The repository was created to present the workflow for the large scale whole genome sequencing data analysis including software, command and in-house scripts, which were eaxctly used in "A comprehensive genetic variant reference for the Chinese population from the whole-genome sequencing of 25,734 individuals". For more advising, and help requiring, please contact [email protected].
- Alignment
- Variant Calling based on short-reads
- Variant Calling based on long-reads
- Functional Annotation
- Population genetic analysis
- Statistical Analysis
- Reference panel construction and imputation performing
Alignment Pipeline scripts are available in the WGS_Pipeline directory.
-
- alignment.sh
- S01 bwa_mem_pipe
- BWA_MEM : Mapping DNA sequences against ref_grch38; Sambamba for sort and processing of NGS alignment formats; Samblaster for duplicate marking.
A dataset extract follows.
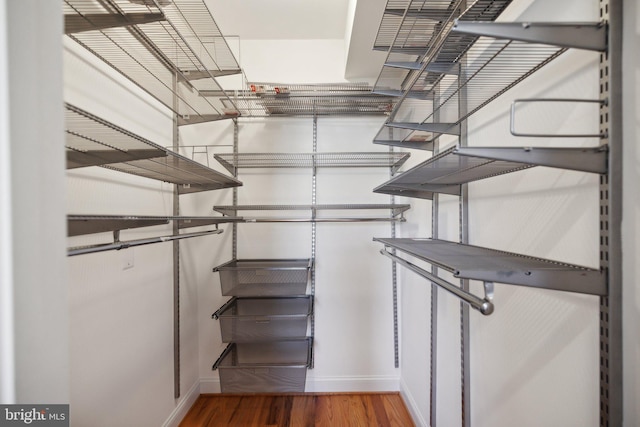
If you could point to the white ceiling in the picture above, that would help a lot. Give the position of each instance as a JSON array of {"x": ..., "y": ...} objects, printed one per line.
[
  {"x": 354, "y": 21},
  {"x": 281, "y": 19}
]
- S02 picard_merge_sam_files
- Picard : Merging multiple SAM and/or BAM files into a single file. If there is only one readset, skip this step.
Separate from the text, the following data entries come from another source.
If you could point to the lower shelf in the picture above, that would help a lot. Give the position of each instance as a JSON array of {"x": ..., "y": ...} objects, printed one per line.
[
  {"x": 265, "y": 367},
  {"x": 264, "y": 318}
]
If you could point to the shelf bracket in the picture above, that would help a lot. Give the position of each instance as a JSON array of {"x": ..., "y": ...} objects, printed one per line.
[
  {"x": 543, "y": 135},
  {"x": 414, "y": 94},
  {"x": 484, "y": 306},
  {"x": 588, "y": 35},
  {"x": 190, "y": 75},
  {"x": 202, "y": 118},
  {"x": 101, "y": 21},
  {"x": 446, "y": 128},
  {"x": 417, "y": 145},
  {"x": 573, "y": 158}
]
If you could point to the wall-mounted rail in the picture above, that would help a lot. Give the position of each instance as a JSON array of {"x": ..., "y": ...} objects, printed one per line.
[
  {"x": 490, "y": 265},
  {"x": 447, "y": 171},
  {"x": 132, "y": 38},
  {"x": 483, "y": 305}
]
- S03 gatk4_recalibration_by_chr
- GATK4-BaseRecalibrator: Base quality score recalibration.
-
- qc.sh
- S01 fastqc_qc
- FastQC: Quality control checks on raw sequence data coming from high throughput sequencing pipelines.
- S02 qualimap_bamqc
- Qualimap :Quality control of alignment sequencing data.
- S03 verify_bam_id
- VerifyBamID2 : Detecting and estimating inter-sample DNA contamination.
Long-reads Alignment Pipeline scripts ara available in ONT_Pipeline directory
-
- QC.sh
- S01 Base calling using guppy
- Guppy: Basecalling,filtering of low quality reads and clippiing of Oxford Nanopore adapters.
-
- Mmosdepth: Fast BAM/CRAM depth calculation tools for types of sequencing.
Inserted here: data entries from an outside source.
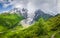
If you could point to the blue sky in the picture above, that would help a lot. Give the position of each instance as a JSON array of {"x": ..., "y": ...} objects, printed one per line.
[
  {"x": 2, "y": 9},
  {"x": 48, "y": 6}
]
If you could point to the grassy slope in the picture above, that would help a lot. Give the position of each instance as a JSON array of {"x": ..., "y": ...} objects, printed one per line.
[
  {"x": 8, "y": 21},
  {"x": 40, "y": 29}
]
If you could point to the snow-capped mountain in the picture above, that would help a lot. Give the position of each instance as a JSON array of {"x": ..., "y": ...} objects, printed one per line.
[{"x": 35, "y": 16}]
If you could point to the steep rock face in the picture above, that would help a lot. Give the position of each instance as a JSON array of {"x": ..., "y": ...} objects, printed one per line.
[{"x": 39, "y": 13}]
- S01 mapping reads to reference genome usign minimap2
- minimap2: Sequence alignment program that aligns DNA or mRNA sequences against a large reference database.
- S02 evaluation of mapping quality using nanoplot
- NanoPlot: Plotting tool for long read sequencing data and alignment.
- S03 Calculating the depth per chromosome using mosdepth *
Variant Calling Pipeline scripts are available in the WGS_Pipeline directory.
-
- variant_call.sh
- S01 gatk4_haplotype_caller_family
- GATK4-HaplotypeCaller: Call germline SNPs and indels.
- S02 manta
- Manta : Call Structural variation.
- S03 cnvnator
- Cnvnator : CNV discovery and genotyping from depth-of-coverage by mapped reads.
- S04 smoove
- Smoove : Calling and genotyping SVs for short reads. It also improves specificity by removing many spurious alignment signals that are indicative of low-level noise and often contribute to spurious calls.
-
- snp_indel_joint_call.sh
- S01 gatk4_GenomicsDBImport
- GATK4-GenomicsDBImport : Import single-sample GVCFs into GenomicsDB before joint genotyping.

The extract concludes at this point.